Precisely because it’s so small, the reserve at Ojców doesn’t offer the same expansive hiking and biking trails as some of Poland’s other national parks (like the High Tatras or Babia Góra). However, it’s still got some beautiful paths to wander, all of which weave past the famous rock spires or delve deep into the thick broadleaf forests.
The most popular of these starts on the northern edge of the reserve, under the towering bulwarks of Kazimierz’s Castle. This crosses wide grassy meadows as it weaves along into Ojców with the courses of the Prądnik River, passing rustic little cottages (some even offering beds for the night) and traditional Polish taverns as it goes. Visitors up for a climb can finish this trail by scaling to the top of Jonaszówka Rock, which has great views of the park’s main valley.

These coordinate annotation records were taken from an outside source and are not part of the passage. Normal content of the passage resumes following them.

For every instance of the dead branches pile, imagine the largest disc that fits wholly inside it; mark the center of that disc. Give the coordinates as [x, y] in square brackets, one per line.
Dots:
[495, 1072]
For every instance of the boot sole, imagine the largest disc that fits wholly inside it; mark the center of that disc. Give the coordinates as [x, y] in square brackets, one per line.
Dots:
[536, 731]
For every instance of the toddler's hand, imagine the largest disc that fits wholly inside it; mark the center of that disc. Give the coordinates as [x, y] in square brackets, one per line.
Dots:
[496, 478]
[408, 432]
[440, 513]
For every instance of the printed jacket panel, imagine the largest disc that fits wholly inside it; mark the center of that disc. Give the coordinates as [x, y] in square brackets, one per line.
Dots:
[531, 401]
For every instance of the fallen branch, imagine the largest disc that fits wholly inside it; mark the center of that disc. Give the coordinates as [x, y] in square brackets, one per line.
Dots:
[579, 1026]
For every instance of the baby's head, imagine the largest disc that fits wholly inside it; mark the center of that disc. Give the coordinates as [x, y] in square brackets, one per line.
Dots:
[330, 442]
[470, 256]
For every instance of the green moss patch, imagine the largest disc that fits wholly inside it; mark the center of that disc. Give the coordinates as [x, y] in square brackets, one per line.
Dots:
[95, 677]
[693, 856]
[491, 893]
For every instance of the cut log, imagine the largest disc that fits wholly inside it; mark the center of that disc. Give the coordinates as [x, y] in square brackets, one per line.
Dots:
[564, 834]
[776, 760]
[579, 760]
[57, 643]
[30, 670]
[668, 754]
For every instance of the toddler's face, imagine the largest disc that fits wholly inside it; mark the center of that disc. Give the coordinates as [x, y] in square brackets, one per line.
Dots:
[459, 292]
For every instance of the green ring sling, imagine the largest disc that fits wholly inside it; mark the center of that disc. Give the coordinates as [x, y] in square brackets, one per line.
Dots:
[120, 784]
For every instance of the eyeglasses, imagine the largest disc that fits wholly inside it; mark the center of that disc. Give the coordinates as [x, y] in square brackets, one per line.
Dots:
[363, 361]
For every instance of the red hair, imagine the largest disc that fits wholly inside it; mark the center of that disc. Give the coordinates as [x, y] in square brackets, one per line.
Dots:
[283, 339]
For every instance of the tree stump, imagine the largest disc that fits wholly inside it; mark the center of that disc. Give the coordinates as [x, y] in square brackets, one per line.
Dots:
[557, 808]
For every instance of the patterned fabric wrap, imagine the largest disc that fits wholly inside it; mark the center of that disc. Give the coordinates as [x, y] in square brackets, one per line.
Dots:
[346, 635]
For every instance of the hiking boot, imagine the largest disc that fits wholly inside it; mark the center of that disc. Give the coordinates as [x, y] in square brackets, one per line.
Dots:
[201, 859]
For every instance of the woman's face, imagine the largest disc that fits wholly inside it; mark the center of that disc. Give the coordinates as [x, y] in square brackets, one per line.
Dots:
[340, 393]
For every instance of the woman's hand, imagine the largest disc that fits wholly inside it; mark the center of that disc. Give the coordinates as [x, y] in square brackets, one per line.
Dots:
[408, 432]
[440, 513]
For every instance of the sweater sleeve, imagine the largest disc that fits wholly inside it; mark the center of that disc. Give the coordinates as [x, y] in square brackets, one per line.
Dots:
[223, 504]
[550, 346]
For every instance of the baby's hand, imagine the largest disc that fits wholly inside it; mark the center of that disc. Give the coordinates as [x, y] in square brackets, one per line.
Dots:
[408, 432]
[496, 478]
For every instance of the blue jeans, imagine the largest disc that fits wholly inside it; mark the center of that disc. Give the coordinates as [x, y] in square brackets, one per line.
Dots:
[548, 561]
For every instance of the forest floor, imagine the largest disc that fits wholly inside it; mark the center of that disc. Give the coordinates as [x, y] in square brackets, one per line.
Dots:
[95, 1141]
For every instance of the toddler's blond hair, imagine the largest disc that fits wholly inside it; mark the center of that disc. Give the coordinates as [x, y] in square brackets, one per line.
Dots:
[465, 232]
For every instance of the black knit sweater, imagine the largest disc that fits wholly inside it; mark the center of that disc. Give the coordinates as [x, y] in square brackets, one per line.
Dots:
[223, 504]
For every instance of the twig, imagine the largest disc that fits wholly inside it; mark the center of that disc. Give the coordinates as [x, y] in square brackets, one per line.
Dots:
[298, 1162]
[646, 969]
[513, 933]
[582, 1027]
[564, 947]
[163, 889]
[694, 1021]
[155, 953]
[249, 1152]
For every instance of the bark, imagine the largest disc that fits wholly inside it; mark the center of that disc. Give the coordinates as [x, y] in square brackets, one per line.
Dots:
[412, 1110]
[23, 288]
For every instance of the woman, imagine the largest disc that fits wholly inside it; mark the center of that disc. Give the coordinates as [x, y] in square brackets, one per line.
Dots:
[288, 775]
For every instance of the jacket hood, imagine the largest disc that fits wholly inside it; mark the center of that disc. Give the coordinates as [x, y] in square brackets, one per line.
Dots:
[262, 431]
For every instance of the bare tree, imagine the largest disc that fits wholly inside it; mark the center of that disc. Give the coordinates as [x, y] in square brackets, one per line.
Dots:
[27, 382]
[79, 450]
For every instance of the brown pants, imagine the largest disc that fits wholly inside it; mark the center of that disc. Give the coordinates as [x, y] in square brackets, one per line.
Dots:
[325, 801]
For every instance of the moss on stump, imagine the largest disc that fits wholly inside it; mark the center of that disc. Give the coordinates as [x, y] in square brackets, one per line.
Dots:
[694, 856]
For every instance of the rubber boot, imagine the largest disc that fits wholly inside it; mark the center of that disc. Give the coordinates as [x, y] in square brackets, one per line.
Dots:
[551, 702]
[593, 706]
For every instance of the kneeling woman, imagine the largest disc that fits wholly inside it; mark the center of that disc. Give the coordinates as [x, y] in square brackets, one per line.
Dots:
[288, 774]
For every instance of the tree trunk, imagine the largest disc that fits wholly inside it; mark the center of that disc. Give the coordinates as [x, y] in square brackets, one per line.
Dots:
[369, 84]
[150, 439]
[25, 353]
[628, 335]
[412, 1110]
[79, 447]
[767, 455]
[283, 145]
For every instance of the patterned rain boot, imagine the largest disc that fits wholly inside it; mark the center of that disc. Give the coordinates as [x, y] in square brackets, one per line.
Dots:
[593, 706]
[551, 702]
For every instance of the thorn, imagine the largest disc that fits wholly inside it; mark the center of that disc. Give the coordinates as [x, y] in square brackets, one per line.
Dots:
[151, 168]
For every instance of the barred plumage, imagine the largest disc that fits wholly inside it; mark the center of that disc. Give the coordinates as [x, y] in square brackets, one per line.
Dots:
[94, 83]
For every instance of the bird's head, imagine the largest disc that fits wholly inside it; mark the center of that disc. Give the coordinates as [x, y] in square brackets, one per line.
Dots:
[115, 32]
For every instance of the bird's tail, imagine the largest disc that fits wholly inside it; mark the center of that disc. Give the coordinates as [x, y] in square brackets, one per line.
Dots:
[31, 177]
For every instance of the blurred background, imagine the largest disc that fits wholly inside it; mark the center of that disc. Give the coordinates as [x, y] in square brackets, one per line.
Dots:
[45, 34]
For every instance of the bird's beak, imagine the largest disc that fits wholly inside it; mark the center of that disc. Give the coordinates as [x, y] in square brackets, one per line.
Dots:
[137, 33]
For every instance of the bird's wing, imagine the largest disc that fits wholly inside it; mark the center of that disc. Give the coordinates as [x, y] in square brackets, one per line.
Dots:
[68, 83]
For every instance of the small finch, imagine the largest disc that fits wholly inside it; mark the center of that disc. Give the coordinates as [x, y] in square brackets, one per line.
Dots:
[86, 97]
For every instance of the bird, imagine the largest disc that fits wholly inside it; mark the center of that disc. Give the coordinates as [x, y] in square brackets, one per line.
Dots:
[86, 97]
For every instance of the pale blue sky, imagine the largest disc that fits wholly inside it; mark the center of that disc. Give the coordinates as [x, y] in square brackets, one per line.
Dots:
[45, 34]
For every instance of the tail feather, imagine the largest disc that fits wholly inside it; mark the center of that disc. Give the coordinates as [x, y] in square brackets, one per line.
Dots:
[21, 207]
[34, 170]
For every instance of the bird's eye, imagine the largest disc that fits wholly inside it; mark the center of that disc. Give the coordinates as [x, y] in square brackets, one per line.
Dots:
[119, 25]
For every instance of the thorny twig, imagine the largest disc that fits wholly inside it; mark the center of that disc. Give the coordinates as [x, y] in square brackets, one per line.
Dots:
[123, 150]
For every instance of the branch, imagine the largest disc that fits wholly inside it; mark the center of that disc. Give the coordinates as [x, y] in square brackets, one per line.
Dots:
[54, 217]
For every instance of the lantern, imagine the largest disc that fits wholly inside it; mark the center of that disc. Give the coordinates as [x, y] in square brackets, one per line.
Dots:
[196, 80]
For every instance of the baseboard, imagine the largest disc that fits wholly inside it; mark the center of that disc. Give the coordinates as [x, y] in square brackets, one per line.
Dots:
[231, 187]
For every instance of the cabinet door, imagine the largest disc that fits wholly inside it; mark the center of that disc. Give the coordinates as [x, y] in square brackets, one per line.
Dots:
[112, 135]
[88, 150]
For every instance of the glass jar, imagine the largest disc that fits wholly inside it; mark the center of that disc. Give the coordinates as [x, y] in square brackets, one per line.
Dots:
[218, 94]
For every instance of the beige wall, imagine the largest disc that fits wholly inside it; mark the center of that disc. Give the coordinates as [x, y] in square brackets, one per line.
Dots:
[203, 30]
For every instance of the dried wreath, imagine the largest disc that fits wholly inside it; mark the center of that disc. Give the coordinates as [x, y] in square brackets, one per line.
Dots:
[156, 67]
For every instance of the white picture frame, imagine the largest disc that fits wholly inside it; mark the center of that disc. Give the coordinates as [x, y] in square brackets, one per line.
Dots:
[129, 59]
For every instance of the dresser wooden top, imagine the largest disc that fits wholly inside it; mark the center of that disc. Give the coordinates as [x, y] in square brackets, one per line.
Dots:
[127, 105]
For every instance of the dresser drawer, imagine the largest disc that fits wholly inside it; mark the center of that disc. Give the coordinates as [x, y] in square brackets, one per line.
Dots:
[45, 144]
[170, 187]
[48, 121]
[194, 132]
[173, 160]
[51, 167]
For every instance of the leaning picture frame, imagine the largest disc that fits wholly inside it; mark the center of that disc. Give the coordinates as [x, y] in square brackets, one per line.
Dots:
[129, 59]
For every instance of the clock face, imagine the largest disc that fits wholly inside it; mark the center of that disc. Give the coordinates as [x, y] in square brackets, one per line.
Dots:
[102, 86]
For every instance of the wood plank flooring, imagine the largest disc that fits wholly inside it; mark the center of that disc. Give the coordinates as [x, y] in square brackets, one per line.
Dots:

Another great trail delves into the park from the roadsides on its western edge. It pierces the thickest section of woodland as it winds past the entrance to Grota Łokietka (another of the top attractions here), eventually coming out at Jonaszówka Rock and the trout farms in the heart of the reserve. It’s the perfect choice if you came to Ojców for some bird-watching, or to see the bountiful array of more than 1000 blooming plant species in the summer.
The best way to get to Ojców National Park is by car. You can drive north out of the city and arrive there in under 40 minutes, there’s plenty of paid on-site parking. Alternatively, you can ride a local bus for 5 zloty (£1) to the northern entrance – these leave from outside Krakow‘s main shopping centre, Galeria Krakowska.